Individual researchers, developers, and small teams who want a real on-prem AI workstation under the desk — EMARQUE-built, locally supported, without server-class price or noise.

Choose this when

  • You're running 7B–70B class open-weight models locally for a small team.
  • Single or dual RTX 5090 (32 GB GDDR7 each) gives you enough headroom and you don't need NVLink coherence.
  • Office colocation — a quiet tower workstation on a standard wall outlet.

Pick something else when

  • You need to serve more than ~10 concurrent users in production — step up to AI PRO 500.
  • Your fine-tunes need 4+ GPUs or you want NVLink coherent memory — that's AI PRO 500 or AI Server territory.
  • The workload is heavily I/O-bound on bulk storage rather than GPU memory.

Best-fit workloads

  • Individual developers and researchers running 7B–70B class models locally
  • Small-team RAG prototypes — up to 10 concurrent users on a 13B model
  • LoRA / QLoRA fine-tuning on consumer-class GPUs
  • Cost-sensitive entry into on-prem AI — quiet office deployment

Model & memory fit

Two RTX 5090s give 64 GB of GPU memory across both cards.
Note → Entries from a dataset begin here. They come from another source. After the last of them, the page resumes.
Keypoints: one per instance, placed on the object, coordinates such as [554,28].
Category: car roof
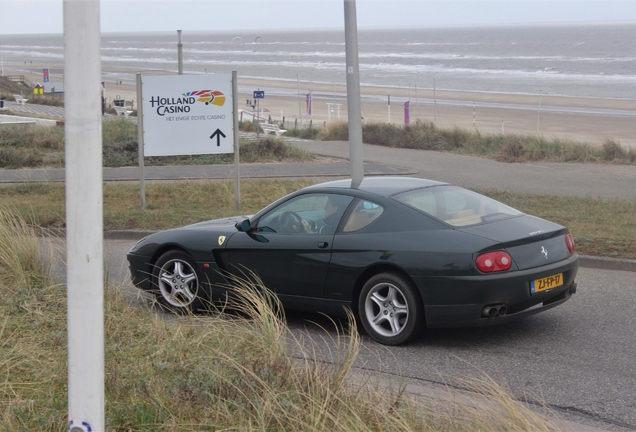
[384,186]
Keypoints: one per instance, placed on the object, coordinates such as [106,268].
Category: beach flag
[407,112]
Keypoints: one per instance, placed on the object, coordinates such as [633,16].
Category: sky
[45,16]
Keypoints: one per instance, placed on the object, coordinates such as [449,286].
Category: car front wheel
[390,309]
[176,281]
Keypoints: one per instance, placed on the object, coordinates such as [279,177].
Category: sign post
[258,95]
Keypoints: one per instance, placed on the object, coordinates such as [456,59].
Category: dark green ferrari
[402,253]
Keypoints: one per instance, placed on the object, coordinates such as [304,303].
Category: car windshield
[456,206]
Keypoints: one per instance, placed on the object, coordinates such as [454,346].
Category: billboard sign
[187,114]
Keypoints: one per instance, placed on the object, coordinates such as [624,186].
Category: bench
[122,111]
[267,128]
[19,99]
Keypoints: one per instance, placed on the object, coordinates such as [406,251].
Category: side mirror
[244,225]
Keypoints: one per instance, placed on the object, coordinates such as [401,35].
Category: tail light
[493,262]
[569,242]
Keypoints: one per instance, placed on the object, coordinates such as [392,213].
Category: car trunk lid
[530,241]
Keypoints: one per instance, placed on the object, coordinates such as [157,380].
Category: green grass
[242,371]
[600,227]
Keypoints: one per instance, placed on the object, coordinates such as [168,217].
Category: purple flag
[308,100]
[407,112]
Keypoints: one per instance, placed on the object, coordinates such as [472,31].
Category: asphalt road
[577,358]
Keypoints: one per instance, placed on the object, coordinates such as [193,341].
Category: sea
[595,60]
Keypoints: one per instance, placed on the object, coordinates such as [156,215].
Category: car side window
[306,214]
[364,213]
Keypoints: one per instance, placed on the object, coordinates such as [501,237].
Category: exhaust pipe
[492,311]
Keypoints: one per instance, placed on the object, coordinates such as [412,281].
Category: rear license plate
[545,284]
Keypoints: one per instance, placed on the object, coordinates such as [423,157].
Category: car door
[288,247]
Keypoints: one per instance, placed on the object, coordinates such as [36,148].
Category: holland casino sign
[171,105]
[178,120]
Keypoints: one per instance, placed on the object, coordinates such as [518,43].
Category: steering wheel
[291,222]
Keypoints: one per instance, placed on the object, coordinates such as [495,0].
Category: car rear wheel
[176,281]
[390,309]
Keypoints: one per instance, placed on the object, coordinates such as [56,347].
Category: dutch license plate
[547,283]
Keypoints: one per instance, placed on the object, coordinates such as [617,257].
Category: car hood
[217,224]
[530,241]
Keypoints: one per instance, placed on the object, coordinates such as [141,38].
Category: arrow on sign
[218,134]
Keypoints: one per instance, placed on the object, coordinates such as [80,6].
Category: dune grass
[34,146]
[600,227]
[502,147]
[218,371]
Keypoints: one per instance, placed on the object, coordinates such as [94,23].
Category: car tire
[390,309]
[176,282]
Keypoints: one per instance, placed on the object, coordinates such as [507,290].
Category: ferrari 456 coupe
[401,253]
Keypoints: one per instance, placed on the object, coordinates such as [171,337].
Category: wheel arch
[372,271]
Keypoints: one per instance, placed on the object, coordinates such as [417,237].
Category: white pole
[300,111]
[180,54]
[434,103]
[237,180]
[140,144]
[84,212]
[417,103]
[539,115]
[354,110]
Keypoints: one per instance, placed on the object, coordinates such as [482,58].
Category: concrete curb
[603,263]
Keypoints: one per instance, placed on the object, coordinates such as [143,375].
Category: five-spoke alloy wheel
[176,280]
[390,309]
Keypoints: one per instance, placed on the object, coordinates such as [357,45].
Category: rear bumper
[448,312]
[460,301]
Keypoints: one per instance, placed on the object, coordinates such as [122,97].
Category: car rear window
[456,206]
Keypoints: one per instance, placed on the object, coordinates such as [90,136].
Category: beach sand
[510,113]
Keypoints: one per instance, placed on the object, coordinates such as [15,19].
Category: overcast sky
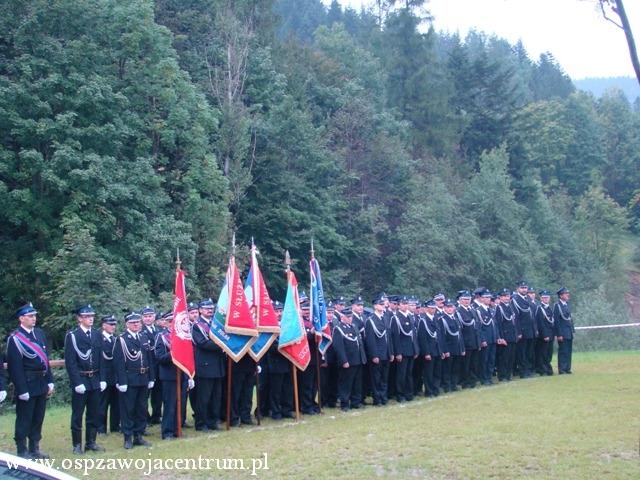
[574,31]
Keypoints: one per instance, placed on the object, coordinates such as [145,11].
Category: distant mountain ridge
[598,86]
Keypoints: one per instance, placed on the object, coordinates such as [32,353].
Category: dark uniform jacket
[403,334]
[162,351]
[132,360]
[106,365]
[83,358]
[278,363]
[452,334]
[524,312]
[26,370]
[348,345]
[488,326]
[429,338]
[507,323]
[470,328]
[562,319]
[545,322]
[210,358]
[377,338]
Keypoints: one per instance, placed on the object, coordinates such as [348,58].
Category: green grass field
[585,425]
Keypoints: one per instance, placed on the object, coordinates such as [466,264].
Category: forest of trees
[417,161]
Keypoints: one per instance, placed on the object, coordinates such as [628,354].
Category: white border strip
[620,325]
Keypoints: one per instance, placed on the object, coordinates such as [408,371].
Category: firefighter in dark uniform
[307,379]
[377,340]
[470,329]
[564,330]
[325,371]
[546,335]
[430,349]
[350,355]
[83,361]
[488,336]
[280,379]
[194,314]
[210,370]
[135,377]
[28,366]
[454,345]
[505,319]
[109,396]
[168,374]
[526,330]
[404,349]
[151,331]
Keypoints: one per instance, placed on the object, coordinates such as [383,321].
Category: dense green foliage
[415,160]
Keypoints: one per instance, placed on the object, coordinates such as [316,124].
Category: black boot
[91,441]
[138,440]
[34,450]
[21,447]
[76,439]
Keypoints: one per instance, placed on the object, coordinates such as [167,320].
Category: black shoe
[138,440]
[94,447]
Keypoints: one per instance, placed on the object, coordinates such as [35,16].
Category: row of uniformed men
[402,344]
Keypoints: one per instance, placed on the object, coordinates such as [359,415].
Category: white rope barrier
[620,325]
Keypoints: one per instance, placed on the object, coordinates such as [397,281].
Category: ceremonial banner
[181,345]
[233,344]
[318,307]
[238,316]
[261,307]
[293,342]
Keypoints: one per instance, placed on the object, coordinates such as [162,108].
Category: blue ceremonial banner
[319,307]
[233,344]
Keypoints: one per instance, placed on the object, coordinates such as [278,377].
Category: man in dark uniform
[134,372]
[28,365]
[379,351]
[168,374]
[83,361]
[210,370]
[109,396]
[470,330]
[546,335]
[430,346]
[526,330]
[454,345]
[564,330]
[307,379]
[389,318]
[488,336]
[404,349]
[350,355]
[505,319]
[194,314]
[151,331]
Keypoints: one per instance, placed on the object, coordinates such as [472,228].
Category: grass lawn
[585,425]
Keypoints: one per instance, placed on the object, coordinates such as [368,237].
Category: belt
[141,370]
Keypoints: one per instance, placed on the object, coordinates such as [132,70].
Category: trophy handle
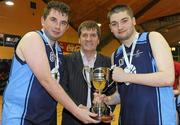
[112,82]
[88,70]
Comfortably runs 7B–13B at FP16, and 30B–70B with INT4 / INT8 quantization on a single card. Tensor parallelism across the two cards is over PCIe (no NVLink).

Deployment shape

Tower workstation on a standard 240 V wall outlet. Air-cooled, sub-55 dBA under load. 2.5 GbE on-board with optional 10 GbE add-in. No special HVAC or rack needed.
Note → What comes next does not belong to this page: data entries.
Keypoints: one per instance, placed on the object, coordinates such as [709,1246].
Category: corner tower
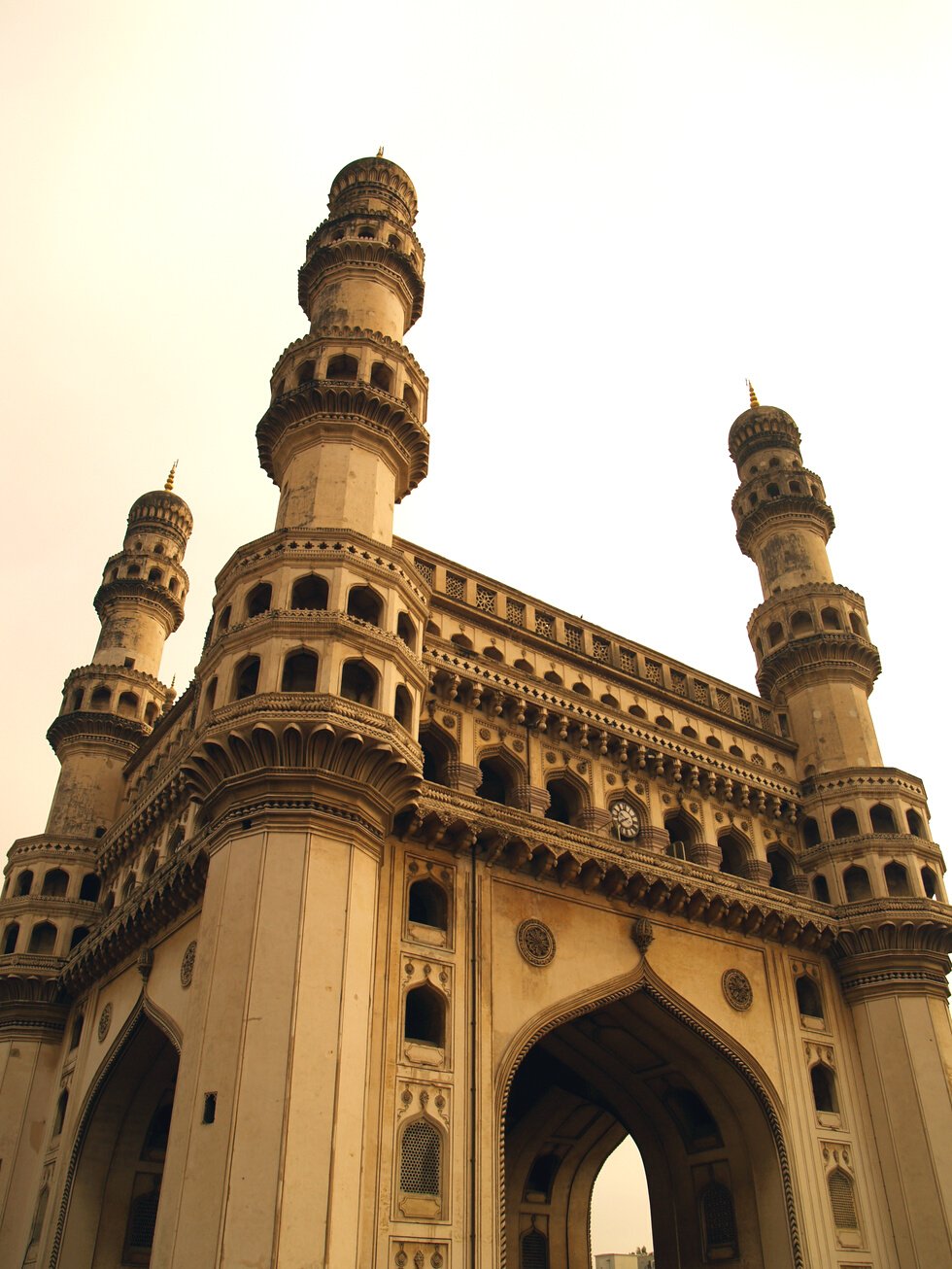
[111,704]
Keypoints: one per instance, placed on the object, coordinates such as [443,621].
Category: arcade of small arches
[29,929]
[344,367]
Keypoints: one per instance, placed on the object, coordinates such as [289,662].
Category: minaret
[865,841]
[111,704]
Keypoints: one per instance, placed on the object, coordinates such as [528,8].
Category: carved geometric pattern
[188,965]
[736,989]
[104,1021]
[536,942]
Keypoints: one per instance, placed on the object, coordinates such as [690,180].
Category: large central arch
[642,1062]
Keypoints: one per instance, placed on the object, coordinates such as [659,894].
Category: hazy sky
[626,210]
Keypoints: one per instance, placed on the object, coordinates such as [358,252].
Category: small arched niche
[425,1015]
[310,593]
[365,604]
[300,671]
[358,683]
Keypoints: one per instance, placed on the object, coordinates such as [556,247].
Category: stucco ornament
[536,942]
[736,989]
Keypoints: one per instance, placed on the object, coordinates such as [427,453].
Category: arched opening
[565,803]
[781,871]
[856,882]
[633,1071]
[310,592]
[497,783]
[425,1015]
[809,1000]
[844,822]
[404,708]
[406,631]
[358,683]
[381,377]
[882,819]
[343,367]
[897,879]
[733,854]
[426,904]
[127,704]
[247,676]
[42,938]
[56,883]
[810,830]
[123,1140]
[824,1085]
[682,836]
[437,755]
[259,600]
[364,603]
[300,671]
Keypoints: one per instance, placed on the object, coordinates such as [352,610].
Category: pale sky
[626,210]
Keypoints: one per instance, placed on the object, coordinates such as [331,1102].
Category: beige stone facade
[369,948]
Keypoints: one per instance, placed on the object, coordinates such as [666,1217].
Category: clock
[625,821]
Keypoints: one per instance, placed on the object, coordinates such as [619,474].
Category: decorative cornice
[553,853]
[801,509]
[816,659]
[98,729]
[330,406]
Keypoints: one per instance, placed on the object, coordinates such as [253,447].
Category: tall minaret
[865,840]
[814,656]
[111,704]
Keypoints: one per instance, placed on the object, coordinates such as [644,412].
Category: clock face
[625,821]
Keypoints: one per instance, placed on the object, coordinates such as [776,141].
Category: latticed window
[572,637]
[419,1159]
[841,1201]
[534,1251]
[545,625]
[425,570]
[717,1212]
[514,612]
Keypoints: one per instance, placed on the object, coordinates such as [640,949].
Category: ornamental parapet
[152,594]
[620,872]
[794,509]
[99,729]
[331,407]
[368,254]
[819,658]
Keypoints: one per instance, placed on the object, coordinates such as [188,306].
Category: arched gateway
[640,1061]
[447,890]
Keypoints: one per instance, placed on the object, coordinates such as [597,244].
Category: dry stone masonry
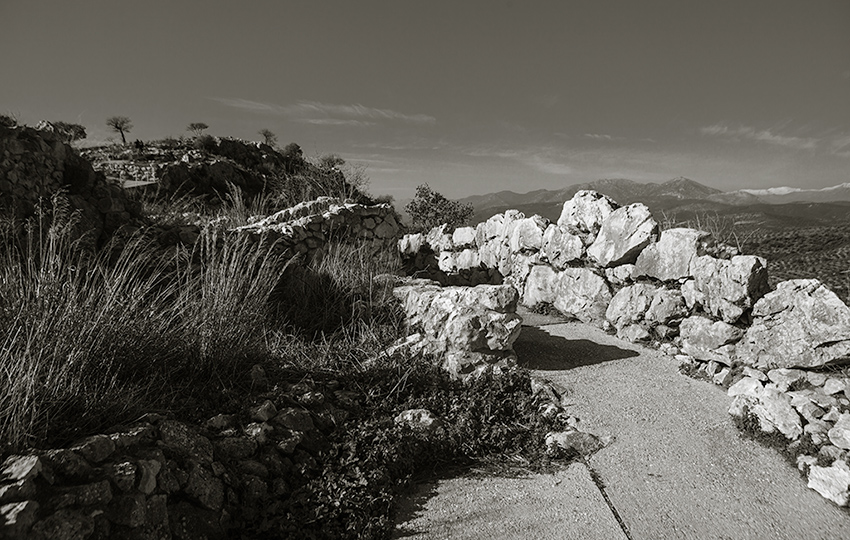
[468,328]
[163,478]
[679,289]
[37,164]
[306,228]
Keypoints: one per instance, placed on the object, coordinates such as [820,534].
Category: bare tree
[70,132]
[197,128]
[121,125]
[269,137]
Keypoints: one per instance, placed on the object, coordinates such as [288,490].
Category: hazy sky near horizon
[468,96]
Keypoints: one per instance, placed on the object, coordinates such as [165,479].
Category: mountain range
[682,199]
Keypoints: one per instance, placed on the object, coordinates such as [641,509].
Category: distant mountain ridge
[680,196]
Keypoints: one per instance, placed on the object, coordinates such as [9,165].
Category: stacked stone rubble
[466,328]
[305,228]
[678,288]
[37,164]
[168,479]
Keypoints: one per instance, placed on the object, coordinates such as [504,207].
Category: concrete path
[677,467]
[566,505]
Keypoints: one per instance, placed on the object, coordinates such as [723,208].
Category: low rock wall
[167,479]
[306,228]
[37,164]
[679,289]
[467,328]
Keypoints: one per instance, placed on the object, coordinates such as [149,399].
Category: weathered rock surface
[585,212]
[672,256]
[773,410]
[800,324]
[624,233]
[527,234]
[582,294]
[727,288]
[469,326]
[541,286]
[832,482]
[839,435]
[630,304]
[561,247]
[709,340]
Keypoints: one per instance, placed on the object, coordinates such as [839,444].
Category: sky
[469,96]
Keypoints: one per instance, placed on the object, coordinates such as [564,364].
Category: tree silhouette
[121,125]
[197,128]
[70,132]
[269,137]
[430,209]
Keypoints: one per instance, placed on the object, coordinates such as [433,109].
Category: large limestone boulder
[708,340]
[727,288]
[561,247]
[630,304]
[800,324]
[488,230]
[527,234]
[773,410]
[667,306]
[583,294]
[541,286]
[439,239]
[671,257]
[832,482]
[586,212]
[624,233]
[468,327]
[463,237]
[411,244]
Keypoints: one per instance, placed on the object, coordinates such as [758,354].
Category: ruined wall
[36,164]
[162,478]
[306,228]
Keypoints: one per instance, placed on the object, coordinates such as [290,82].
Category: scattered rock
[839,435]
[576,442]
[709,340]
[419,420]
[831,482]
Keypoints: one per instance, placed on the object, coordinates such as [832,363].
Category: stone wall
[37,164]
[305,228]
[162,478]
[680,290]
[467,328]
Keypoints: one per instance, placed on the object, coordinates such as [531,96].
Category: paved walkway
[677,467]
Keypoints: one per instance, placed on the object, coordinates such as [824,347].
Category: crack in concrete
[600,484]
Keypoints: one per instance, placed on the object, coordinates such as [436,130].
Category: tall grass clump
[338,310]
[90,340]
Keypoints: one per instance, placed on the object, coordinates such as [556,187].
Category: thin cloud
[764,135]
[334,122]
[315,112]
[539,161]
Alongside the rest of the lineup

Sits between DGX Spark (single-superchip, ≤ 70B quantized) and AI PRO 500 (multi-GPU pedestal). Cheaper than DGX Spark on a per-GPU-memory basis when dual RTX 5090 is selected; step up to AI PRO 500 when departmental concurrency grows.

Upgrade path

Step up to AI PRO 500 when you need 4 GPUs, ECC memory, or quieter office operation under sustained departmental load. Step to the EMARQUE AI Server (RTX PRO 6000 SE config) for production rackmount deployments.
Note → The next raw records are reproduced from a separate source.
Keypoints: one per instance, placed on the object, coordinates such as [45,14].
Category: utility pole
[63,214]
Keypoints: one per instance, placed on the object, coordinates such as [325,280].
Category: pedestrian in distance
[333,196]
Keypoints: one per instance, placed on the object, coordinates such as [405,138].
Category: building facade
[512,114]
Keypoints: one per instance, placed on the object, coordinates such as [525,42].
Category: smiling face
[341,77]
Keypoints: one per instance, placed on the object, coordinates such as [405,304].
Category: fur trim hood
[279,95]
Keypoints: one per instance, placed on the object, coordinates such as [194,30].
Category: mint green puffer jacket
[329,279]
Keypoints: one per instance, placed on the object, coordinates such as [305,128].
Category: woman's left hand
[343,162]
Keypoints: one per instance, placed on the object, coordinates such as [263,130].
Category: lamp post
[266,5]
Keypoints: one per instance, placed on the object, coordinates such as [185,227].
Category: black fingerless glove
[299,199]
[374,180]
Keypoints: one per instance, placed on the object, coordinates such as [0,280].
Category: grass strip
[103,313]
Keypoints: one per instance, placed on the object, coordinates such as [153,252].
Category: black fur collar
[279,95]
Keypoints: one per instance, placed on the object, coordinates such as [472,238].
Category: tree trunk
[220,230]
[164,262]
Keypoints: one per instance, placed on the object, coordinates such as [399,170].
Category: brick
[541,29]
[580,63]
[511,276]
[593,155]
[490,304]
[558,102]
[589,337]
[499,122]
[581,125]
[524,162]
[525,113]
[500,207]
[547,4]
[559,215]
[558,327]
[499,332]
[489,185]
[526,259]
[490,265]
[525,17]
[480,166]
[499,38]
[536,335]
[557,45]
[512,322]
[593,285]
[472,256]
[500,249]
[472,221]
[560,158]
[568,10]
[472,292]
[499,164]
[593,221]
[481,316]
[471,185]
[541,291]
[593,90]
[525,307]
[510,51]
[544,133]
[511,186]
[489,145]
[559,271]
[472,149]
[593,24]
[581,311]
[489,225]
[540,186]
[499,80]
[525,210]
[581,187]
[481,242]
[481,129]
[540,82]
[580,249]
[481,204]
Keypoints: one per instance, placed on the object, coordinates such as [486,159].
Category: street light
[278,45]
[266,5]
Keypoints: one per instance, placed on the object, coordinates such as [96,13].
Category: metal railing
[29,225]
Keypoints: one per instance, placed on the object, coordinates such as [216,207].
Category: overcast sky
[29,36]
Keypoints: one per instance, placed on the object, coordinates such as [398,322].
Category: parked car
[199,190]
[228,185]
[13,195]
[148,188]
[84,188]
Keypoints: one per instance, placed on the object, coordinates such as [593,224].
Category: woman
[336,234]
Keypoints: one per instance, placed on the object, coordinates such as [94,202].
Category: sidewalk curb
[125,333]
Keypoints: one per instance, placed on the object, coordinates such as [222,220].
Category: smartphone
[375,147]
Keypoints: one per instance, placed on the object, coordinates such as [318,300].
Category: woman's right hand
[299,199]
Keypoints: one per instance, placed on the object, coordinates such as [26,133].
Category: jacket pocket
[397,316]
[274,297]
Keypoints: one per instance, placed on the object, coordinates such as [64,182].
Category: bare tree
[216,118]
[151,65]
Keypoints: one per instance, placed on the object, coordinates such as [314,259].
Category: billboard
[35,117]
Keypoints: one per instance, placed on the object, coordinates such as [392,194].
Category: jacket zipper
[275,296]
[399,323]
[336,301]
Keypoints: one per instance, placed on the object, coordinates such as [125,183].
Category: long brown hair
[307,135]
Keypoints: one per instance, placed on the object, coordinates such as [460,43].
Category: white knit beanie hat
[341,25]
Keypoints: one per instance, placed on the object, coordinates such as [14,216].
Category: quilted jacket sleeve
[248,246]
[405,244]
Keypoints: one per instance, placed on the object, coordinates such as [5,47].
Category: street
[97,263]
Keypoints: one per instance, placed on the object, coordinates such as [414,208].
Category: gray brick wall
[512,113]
What EMARQUE adds beyond the hardware

  • EMARQUE-assembled in Klang Valley with thermal validation on the dual-GPU configuration.
  • Customer-selectable GPU count (1 or 2) and storage capacity.
  • Pre-installed runtime (Ollama, vLLM, or your choice) validated before delivery.
  • Local warranty handling and locally-stocked parts replacement.
Supported workloads

Reference workload categories.

Workload categories documented in the manufacturer's reference materials. Sizing is confirmed with your technical team during scoping.

Individual researcher

Local fine-tuning + inference on 70B-class models

Load a quantized 70B model, run LoRA / QLoRA adapter training on a domain dataset, evaluate the result — all on the dual-GPU pool. Iterate as fast as your patience, not as fast as your cloud credit limit refreshes.

Small-team RAG

Internal chat for up to 10 concurrent users

Run a private RAG stack — embedder, vector store, 13B–34B chat model — for a team of 5–10 people querying internal docs. Throughput holds steady; the company's IP never reaches a third-party API.

Prototype before scaling

Validate the on-prem AI thesis before buying a server

Build the RAG pipeline, prove the latency targets, demonstrate the cost model — then scale into the AI PRO 500 or AI Server when team and traffic justify it. The AI Work 100 is the cheapest path to operational confidence.

Developer rig

Daily-driver AI coding assistant + experiments

Run a local code-completion model (StarCoder 2, Qwen Coder, DeepSeek Coder) alongside the IDE — sub-100ms suggestions with no cloud dependency. Spare GPU cycles power evening experiments without renting a cloud GPU.

Full spec sheet

Every line documented at quotation.

Configurable. Final BOM, GPU mix, RAM and storage, and networking topology are confirmed in writing at quotation.

GPU
1 or 2 × NVIDIA RTX 5090 (32 GB GDDR7 each)
CPU
AMD Ryzen 9 9950X — 16 cores / 32 threads
Memory
Up to 192 GB DDR5-6400 (4 DIMM)
Primary storage
Up to 8 TB Gen5 NVMe (RAID 0 / 1)
Bulk storage
Up to 32 TB SATA SSD or HDD optional
Cooling
Air-cooled with dual-GPU thermal validation
Acoustics
Sub-45 dBA idle, sub-55 dBA under sustained load
OS
Ubuntu 24.04 LTS, Windows 11 Pro
Networking
2.5 GbE on-board, 10 GbE optional add-in
Form factor
Tower workstation, standard 240 V wall outlet
FAQ

Common questions about AI Work 100

Can it really run a 70B model?

Yes, with quantization — Llama 3 70B at 4-bit (Q4_K_M GGUF) fits in ~40 GB of VRAM and runs well on dual RTX 5090s. Full FP16 70B does not fit; for that you want the AI PRO 500 with RTX PRO 6000 Blackwell. The AI Work 100 is sized for 7B–34B at full precision and 70B quantized.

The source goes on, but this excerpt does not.